頑張ろうね、クダちゃん
本当にちゃんと反省してくれたらしい絢香さんも交えて、千尋様、私の三人で真剣に話し合った結果、まずはこっそりと妹さんにコンタクトをとれないか、試みることになった。
二人が見守ってくれる中、私は胸の前で手を組み、精神を集中する。
いつもと同じ、周りの音が徐々に掻き消えて、精神が研ぎ澄まされていく。妖狐の中では落ちこぼれの私でも使える、数少ない術だ。目の前が白く穏やかな光に包まれたその時。
「きゅー!」
ふんわりもふもふの私の使い魔、管狐のクダちゃんが姿を現した。
ああ、いつみても可愛いな。ハムスターみたいにまんまるで黒いつぶらな瞳に愛らしい鳴き声。長細―い胴を精一杯に伸ばして私にすり寄ろうする、いつもの甘える仕草がこれまた可愛い。
モフモフモフモフと撫でまわしていたら、千尋様がわずかに眉を顰める。
「むぅ……愛ですぎではないか?」
確かに妖狐一族の中では、あまり使い魔に甘くし過ぎないという風習があるのは確かだけれど、この子は落ちこぼれの私に尽くしてくれる優しい子だ。私だって最大限、優しくしてあげたい。
ただそれはそれとして、今日は早急にやってもらわねばならないことがある。
「クダちゃん」
真剣な声で名を呼べばクダちゃんもピシッと背筋を伸ばす。
「あのね。

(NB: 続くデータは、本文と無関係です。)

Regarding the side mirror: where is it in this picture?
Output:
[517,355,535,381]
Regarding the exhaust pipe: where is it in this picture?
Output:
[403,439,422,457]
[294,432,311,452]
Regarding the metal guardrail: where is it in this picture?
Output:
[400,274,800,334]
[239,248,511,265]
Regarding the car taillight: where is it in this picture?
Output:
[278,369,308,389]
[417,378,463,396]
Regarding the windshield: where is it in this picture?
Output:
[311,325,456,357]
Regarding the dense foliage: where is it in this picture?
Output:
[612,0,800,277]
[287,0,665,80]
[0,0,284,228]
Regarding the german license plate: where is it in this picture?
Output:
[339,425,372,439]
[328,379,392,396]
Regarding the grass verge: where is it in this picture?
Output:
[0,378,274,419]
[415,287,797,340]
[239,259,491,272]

あのお屋敷の中にね、この絢香さんにそっくりな女の人がいるはずなの」
そう伝えると、クダちゃんは一生懸命に絢香さんを見つめる。
霊力で人を特定するのは得意なようなのだけれど、姿形で人間を特定するのは、クダちゃんには難しいみたいだから、クダちゃんだって一生懸命なんだろう。

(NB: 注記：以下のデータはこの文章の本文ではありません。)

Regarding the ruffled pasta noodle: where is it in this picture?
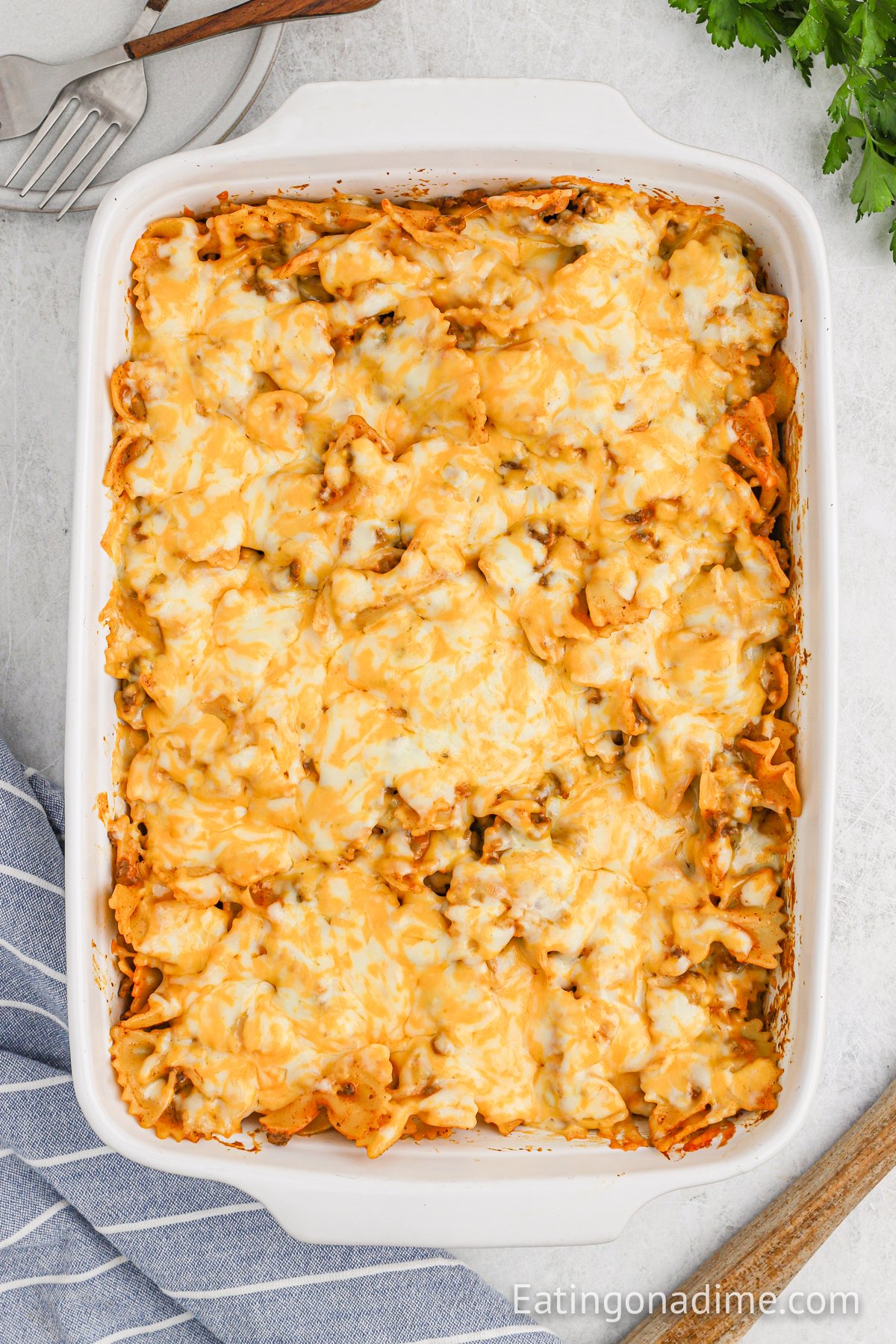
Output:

「その人以外には姿を見られてはダメ。気配もちゃんと絶ってね」
コクンと頷くクダちゃんの目は、決意に満ちている。ほんと可愛い。
「私の意識を乗せていってもらうから、できれば会話しようと思ってるけど……もし無理なら、この文を渡してあげて欲しいの」
「きゅーっ」
任せとけ、とばかりに、クダちゃんが力強く鳴く。
「頑張ろうね、クダちゃん」
「きゅ!」
やる気満々のクダちゃんを見ていたら、私もうまくやれる気がしてきた。この子を危ない目にあわせないように、私も頑張らなくっちゃ。

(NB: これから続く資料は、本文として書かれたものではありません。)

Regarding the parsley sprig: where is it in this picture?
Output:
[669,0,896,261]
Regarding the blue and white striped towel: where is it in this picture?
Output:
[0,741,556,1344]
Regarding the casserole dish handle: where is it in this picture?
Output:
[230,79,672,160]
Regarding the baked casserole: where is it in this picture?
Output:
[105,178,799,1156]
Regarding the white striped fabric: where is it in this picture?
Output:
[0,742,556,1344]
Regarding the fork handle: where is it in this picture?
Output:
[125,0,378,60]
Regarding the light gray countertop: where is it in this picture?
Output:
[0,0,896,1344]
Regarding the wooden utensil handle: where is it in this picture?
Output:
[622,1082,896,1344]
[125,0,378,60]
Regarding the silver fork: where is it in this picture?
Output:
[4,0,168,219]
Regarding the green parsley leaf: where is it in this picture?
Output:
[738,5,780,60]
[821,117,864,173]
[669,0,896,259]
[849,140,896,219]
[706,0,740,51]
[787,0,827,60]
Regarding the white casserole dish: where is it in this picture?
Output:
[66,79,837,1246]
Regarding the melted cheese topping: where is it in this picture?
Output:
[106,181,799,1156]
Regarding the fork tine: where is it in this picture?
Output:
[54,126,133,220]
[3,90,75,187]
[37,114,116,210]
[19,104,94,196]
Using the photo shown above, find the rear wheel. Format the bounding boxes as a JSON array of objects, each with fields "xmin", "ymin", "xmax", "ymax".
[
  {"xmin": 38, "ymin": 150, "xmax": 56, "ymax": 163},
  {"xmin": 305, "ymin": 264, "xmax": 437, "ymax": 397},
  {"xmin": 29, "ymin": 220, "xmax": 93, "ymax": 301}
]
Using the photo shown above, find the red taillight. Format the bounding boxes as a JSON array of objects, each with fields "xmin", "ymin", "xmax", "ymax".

「真白、ほんとうに大丈夫か。なんなら俺が行くというのに」
「千尋様の妖力は強すぎるんですってば。私の妖力を隠す方に集中してください」
ここは私のヘナチョコ妖力の方が都合がいい。妹さんに会えたなら、いったい何を話そうか。幸せに暮らせているならいい。
できることなら、雅様と一戦交えるような、恐ろしいことにはなって欲しくないもの。